I knew from the time I was 13 years old that I was going to go to law school. A lot of that has to do with growing up in Boise, Idaho with a mom who immigrated from Vietnam after the war and a Caucasian dad who was born and raised in Southern California. I got teased, a lot, for being different. And the people that I most looked up to were the people who could make laws and change the way people think about the world. For me, becoming a lawyer meant becoming an advocate for people who don’t have much of a voice. And I did that! I became the lawyer. I became the advocate. I worked to change laws.
Along the way, I also worked to change opinions, especially around the archaic “career track” or “mommy track” options women have been faced with. I was working at a law firm when I got pregnant with my first child. When I shared the news, the response I got wasn’t “congratulations,” it wasn’t a thoughtful discussion about what my leave return would look like. It was disappointment. I’ll never forget hearing that they thought I “could’ve done really well there as a partner”...if I hadn’t decided to take “another path.”
As a woman in the C-Suite, I try to lead by example, showing that it is more than okay to put your family first.
As much as I knew I wanted to be a lawyer, I also always knew I wanted to be a mom. That was probably more paramount in my life than my aspiration to become a partner at a law firm because I knew that motherhood was going to make me feel like I had a kind of value you simply can’t get from the workplace. The funny thing is, years later, I became a partner at a national law firm. But what are the things that I'm most proud of? It's my kids. It's the life that I have built.

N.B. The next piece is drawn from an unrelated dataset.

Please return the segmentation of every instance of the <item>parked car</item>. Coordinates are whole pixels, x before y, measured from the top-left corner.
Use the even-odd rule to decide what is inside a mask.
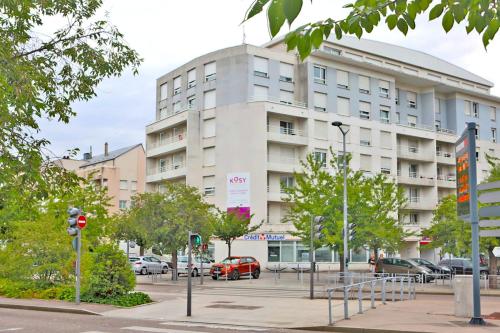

As a woman in the C-Suite, I try to lead by example, showing that it is more than okay to put your family first. In fact, you should. That is why you work. And choosing to start, or grow, a family isn’t a choice to put aside your career. You can do both. And you can do both well.
Deciding to have children and a career means very deliberately creating a balance. As a working parent you have to be away from your children, right? So you want to do something that's fulfilling so that the time spent away from your family is worthwhile.
Remote work has truly been the silver lining of this pandemic. I’m in awe, sometimes, thinking how much it has transformed the workforce for everyone, especially working parents. Prior to the pandemic, if I had to pick up one of my three kids from school because of sickness or an injury, I would have had to cancel all my meetings to accommodate the time to drive to school, get my child home, and—assuming I had childcare—return to the office.
The flexibility of a remote working situation means I can go pick up my kid, come back to my desk, and I’ve really just disrupted 20 or 30 minutes of my day rather than three hours. So I'm hoping that this next generation embraces what we've learned from the pandemic about flexibility to experience our whole lives without feeling unnecessarily pulled in different directions. I hope that people look back at this time and see it as the moment when we started shifting away from the traditional 9-to-5 office mentality, prioritizing mental health, and creating a true work-life balance.
When I mentor other women, I spend a lot of time talking about goals—not just related to their job, but to their life as a whole. Because their family life is part of who they are, as a whole person. It’s hugely important to me—to be able to show up to work as my whole self—and to encourage those around me to share their whole selves as well.
At SpotOn, I feel like I've been supported from day one, and for the first time in my life, I feel like I am truly seen as Michelle—not just Michelle the GC, but Michelle the mom of three who likes margaritas and golfing. I’m seen not just for what I do, but who I am and the value that all of those aspects of my life contribute to my work.